One thing I noticed is that it mentions nothing about Exceptions. So here's my question. If the Disappearing() method is called then will this cause a TaskCanceledException() to occur and would this be a good reason to use the CancellationToken instead of a flag?

public partial class PhrasesFrame : Frame
{
    CancellationTokenSource cts = new CancellationTokenSource();

    public PhrasesFrame(PhrasesPage phrasesPage)
    {
        Device.BeginInvokeOnMainThread(() => ShowCards(cts.Token).ContinueWith((arg) => { }));
    }

    public void Disappearing()
    {
        cts.Cancel();
    }

    public async Task ShowCards(CancellationToken ct)
    {
        while (!ct.IsCancellationRequested)
        {
            await PickCard();
        }
    }

    public async Task PickCard()
    {
        await ShowCard();
    }

    private async Task ShowCard()
    {
        await ShowPhrase();
        await ShowDetail();
    }

    private async Task ShowPhrase()
    {
        while (App.pauseCard || timer1Seconds > 0)
        {
            try
            {
                await Task.Delay(1000, tokenSource1.Token);
            }
            catch (TaskCanceledException)
            {
                // do action
                break;
            }
        }

Solution

  • CancellationTokenSource.Cancel by itself doesn't throw such exception, but it "moves" all related cancellation tokens to cancelled state. When some code notifies that cancellation token is now in cancelled state - it might throw such exception. If look at your example, this part will not throw such exception:

    public async Task ShowCards(CancellationToken ct)
    {
        while (!ct.IsCancellationRequested)
        {
            await PickCard();
        }
    }
    

    Because you just don't throw it in this block. If however you instead did something like this:

    public async Task ShowCards(CancellationToken ct)
    {
        while (true)
        {
            ct.ThrowIfCancellationRequested();
            await PickCard();
        }
    }
    

    Then exception will be thrown, because, well, you throw it almost explicitly.

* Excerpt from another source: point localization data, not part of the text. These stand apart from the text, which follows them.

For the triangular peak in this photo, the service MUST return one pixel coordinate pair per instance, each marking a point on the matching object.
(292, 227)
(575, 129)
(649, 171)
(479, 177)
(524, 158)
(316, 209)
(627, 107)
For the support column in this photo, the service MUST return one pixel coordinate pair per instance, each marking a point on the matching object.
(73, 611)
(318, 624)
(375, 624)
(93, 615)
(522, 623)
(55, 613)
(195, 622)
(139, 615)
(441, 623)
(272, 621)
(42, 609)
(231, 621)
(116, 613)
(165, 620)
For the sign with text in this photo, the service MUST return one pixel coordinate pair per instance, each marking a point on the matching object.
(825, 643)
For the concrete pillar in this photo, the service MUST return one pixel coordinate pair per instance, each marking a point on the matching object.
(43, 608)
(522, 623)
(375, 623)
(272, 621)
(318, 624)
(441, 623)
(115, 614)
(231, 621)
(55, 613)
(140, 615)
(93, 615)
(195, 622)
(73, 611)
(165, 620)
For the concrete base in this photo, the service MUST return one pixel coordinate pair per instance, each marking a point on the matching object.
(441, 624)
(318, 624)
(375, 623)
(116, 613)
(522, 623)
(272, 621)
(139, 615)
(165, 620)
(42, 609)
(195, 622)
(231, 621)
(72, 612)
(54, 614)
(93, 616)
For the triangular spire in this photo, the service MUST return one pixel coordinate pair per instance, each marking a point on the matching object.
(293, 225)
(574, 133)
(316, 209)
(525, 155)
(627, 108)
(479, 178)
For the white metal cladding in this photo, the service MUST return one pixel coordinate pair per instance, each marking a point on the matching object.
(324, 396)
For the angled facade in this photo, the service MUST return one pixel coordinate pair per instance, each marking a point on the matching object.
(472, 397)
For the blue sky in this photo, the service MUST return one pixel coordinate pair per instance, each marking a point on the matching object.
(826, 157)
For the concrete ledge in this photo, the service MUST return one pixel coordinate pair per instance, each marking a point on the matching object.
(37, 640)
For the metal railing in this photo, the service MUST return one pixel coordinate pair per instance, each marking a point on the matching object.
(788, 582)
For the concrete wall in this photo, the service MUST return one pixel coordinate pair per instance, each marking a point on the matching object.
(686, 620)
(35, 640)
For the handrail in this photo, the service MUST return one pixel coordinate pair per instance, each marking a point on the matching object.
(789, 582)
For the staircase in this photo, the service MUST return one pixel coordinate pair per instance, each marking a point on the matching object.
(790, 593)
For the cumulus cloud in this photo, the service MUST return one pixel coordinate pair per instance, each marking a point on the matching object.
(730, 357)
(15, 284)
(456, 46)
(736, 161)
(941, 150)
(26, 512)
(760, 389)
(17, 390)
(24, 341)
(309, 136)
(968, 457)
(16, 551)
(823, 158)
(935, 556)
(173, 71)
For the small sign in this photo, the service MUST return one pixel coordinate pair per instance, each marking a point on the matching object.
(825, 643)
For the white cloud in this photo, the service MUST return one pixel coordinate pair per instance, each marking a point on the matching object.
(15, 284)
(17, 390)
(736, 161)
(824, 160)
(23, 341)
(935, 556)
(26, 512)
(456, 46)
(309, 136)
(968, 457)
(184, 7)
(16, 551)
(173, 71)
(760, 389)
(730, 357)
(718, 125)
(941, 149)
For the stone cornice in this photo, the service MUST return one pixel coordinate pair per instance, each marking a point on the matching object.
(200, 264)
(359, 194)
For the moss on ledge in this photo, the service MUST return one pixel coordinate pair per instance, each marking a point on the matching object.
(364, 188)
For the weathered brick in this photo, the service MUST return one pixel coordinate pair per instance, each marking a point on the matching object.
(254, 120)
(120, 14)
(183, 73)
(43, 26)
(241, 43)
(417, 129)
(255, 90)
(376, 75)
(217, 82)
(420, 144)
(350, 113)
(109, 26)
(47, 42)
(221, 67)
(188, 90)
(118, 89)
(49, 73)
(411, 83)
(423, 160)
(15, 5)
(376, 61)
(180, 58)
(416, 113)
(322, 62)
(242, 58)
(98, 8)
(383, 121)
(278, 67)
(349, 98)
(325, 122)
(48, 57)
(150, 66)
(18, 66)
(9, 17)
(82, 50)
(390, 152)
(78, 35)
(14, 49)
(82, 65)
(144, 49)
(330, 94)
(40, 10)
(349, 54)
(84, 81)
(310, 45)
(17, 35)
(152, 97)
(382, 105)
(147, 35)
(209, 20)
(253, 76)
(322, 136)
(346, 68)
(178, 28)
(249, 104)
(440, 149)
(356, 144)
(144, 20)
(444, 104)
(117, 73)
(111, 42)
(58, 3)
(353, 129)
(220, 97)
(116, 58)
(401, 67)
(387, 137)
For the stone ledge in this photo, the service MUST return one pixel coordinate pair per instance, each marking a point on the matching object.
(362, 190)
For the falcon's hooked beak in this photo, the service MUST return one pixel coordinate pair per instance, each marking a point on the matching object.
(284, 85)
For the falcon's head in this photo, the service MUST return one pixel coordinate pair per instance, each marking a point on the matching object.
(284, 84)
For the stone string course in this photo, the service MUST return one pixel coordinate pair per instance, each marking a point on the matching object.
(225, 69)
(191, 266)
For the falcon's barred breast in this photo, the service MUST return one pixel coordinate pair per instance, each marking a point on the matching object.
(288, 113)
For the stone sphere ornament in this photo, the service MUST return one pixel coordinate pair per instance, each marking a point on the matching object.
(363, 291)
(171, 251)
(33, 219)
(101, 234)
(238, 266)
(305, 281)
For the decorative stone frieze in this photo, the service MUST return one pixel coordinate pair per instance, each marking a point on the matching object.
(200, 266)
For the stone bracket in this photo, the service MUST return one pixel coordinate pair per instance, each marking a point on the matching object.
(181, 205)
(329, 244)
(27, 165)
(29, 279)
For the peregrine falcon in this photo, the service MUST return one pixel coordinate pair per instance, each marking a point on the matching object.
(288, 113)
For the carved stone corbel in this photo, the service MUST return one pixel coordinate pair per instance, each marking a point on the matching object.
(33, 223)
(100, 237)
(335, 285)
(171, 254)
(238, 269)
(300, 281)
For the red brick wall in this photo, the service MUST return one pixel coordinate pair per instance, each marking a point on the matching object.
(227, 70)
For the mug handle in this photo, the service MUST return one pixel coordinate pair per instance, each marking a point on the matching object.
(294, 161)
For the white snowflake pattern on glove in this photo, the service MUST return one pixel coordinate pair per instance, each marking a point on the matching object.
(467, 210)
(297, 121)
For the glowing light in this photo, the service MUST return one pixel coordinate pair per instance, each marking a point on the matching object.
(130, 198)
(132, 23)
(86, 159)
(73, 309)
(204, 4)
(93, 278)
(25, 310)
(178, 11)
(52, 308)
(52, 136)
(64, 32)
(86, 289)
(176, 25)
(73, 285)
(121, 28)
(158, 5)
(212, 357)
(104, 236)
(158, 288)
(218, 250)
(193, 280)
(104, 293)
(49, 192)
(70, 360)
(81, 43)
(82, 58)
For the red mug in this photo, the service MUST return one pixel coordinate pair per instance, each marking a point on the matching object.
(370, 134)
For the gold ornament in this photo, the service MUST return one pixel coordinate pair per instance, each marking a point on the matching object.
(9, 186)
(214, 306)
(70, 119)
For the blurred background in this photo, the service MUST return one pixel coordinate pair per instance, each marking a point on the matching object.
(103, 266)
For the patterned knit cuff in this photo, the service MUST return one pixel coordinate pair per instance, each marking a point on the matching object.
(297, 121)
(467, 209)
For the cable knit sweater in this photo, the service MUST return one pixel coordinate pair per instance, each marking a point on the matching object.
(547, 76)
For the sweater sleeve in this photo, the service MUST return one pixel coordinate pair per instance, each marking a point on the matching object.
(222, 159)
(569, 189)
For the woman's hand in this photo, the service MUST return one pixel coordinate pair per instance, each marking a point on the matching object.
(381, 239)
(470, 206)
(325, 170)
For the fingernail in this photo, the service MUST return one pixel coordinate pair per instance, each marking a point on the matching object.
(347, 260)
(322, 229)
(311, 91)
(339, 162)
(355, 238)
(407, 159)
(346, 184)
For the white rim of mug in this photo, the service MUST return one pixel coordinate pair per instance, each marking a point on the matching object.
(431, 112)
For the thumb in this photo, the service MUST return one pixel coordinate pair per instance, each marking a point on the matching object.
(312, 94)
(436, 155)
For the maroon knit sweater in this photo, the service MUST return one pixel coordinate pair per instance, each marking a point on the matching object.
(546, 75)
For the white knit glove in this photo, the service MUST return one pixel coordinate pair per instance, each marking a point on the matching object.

    Now if look at another method from your example:

    private async Task ShowPhrase()
    {
        while (App.pauseCard || timer1Seconds > 0)
        {
            try
            {
                await Task.Delay(1000, tokenSource1.Token);
            }
            catch (TaskCanceledException)
            {
                // do action
                break;
            }
        }
    }
    

    If you were awaiting Task.Delay(1000, tokenSource1.Token); and then cancel tokenSource1 - then TaskCancelledException will indeed be thrown immediately, without waiting for the whole duration of Task.Delay. This is something you cannot easily achieve with just a boolean flag. If you used Thread.Sleep(1000) and boolean flag - change to that flag won't be noticed until whole duration of sleep is finished.

    So to answer your question: in your example exception might or might not be thrown, depending on what part of code is currently executing at the moment you cancel your CancellationTokenSource (I assume that using two cancellation token sources with names cts and tokenSource1 is just a typo in your code, but if it's real code - then such exception cannot be thrown at all, because you cancel cts but Task.Delay waits on tokenSource1).